Yes, I have been inspired by the people and places I know, in particular Worthington, Massachusetts, where my family and I lived for twenty-five years. (After that I moved to New Mexico for eleven years and returned four years ago to another town.)
Isabel lives in a town called Conwell, a name that has a connection to Worthington. But is it really Worthington? No.
I will admit there is a lot of me in the protagonist Isabel Long. The mystery is written in the first person, so I couldn’t help myself there. We’re both nosy, sassy women. But she’s a widow and I’m not. She has three kids and I have six. She got canned when her newspaper went corporate. I didn’t. On Feb. 4, I will be leaving the newspaper biz for good, but I won’t become an amateur P.I. as she did. Frankly, I am not that brave.

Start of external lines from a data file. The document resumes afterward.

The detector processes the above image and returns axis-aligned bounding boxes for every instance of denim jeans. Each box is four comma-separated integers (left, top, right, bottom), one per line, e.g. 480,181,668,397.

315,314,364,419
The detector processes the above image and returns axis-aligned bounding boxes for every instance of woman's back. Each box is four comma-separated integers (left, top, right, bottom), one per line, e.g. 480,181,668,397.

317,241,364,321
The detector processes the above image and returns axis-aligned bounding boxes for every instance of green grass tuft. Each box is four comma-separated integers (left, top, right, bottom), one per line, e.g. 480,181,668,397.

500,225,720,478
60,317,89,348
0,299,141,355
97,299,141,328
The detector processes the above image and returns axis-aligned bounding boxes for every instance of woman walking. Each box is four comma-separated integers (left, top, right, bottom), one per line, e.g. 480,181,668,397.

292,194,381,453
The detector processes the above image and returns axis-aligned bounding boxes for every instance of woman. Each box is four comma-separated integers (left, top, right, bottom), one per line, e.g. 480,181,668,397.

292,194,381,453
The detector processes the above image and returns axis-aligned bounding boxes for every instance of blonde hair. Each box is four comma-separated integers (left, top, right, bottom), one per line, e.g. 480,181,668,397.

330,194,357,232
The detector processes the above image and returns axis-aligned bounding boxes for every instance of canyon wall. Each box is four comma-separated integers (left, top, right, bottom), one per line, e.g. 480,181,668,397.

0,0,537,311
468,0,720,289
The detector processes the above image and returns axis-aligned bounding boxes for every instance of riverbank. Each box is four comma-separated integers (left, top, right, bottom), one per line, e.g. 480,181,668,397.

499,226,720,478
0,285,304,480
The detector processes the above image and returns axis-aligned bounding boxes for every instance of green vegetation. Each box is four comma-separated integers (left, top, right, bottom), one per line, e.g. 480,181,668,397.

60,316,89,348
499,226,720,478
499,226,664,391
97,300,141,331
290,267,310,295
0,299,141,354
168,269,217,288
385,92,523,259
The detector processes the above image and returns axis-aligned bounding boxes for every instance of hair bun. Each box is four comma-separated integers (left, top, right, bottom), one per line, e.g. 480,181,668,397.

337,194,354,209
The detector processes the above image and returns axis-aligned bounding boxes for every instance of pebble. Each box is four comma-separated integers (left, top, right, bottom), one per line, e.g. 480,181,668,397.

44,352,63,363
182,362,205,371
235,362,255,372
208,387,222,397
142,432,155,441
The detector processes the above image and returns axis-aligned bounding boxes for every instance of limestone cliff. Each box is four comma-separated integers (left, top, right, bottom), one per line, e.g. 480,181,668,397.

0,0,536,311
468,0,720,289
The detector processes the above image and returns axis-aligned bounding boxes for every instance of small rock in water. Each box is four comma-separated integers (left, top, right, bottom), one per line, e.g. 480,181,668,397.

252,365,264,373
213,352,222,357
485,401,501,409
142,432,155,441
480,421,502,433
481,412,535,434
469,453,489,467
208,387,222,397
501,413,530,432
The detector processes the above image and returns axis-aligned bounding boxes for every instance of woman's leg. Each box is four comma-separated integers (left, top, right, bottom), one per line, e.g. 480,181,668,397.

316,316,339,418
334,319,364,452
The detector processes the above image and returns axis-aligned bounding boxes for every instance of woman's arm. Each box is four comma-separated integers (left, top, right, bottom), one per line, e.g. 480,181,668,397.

As for the other characters, I do model Isabel’s 93-year-old mother, her “Watson,” after my own mystery-loving mom. (She was amused.) But my mother doesn’t live with me. Isabel’s three kids are inspired by a few of my own. Yeah, there’s a lot of my own spouse in Isabel’s late husband, Sam. A funny aside, people will joke that they’re surprised Hank is really alive. I joke back I only bumped him off in my book.
But the rest of the characters — including the gossipy men in the general store’s back room to the clients at the bar where Isabel works part-time, to Jack, the bar’s owner — are made up. I repeat they are made up.
As a humorous aside, I’ve had people who know me personally try to guess who could be who in this series. Sorry, no.
I once had a New York agent who wanted me to write a tell-all nonfiction book about my life Worthington — something on the order of Peyton Place. He read the first couple of chapters and wanted a whole lot more dirt. But I couldn’t do it. I loved the people and the town too much.
So instead I write fiction. I use what I’ve experienced, as I’ve said many times before, and have my way with it. I believe this is true of many or most fiction writers.
But I’d like to think I write with enough authenticity that one could believe it happened. The same goes for Working the Beat.